渚はあたしの頭を小突きながら忌々しそうに吐き捨てる。


「おまえ中学ンときもそういう感じだったんだろ」
「は?」

「空気読まないっていうか、読めてないっていうか。そんなんだからハブられたんだろ」
「……大きなお世話なんですけど。なんで渚にそんなこと言われなくちゃ……」

「お前が馬鹿すぎだからだろ。
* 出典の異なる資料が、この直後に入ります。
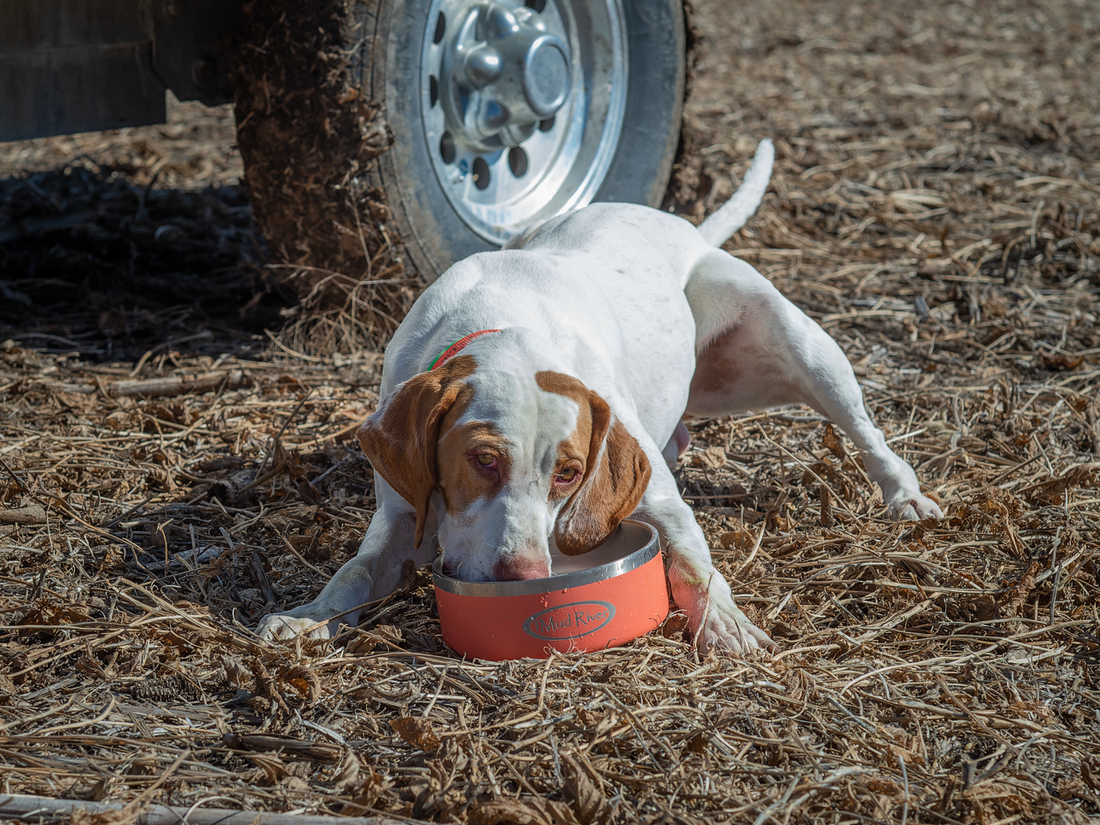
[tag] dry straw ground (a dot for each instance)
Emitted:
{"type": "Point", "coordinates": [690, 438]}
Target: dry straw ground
{"type": "Point", "coordinates": [934, 206]}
自分に告ってきた男を親のいねぇ家に招き入れるって、男なら100%ゴーサインだって思うっての。おまえ鈍いだとかって次元じゃなくてただの無神経馬鹿だろ。勉強出来ても人として全然賢くねぇんだよ」

「つまり渚は我慢出来なそうなくらい、あたしとヤりたいってこと……?」
「……………………小悪魔通り越して悪魔だな、コイツ」


渚はいろんな感情を堪えるようにぎゅっと唇を噛み締めると。お腹の中に溜まったものを吐き出すように深くため息をついて顔を上げた。


「決めた。もうおまえとキスしねぇわ」


渚からの、突然のキスフレンド卒業宣言。


思ったよりもそれを淡々と聞き入れている自分にちょっと驚く。なんだか渚との関係が変わっていくことを、今よりずっと前から受け入れていたような、そんな感覚に戸惑いそうになる。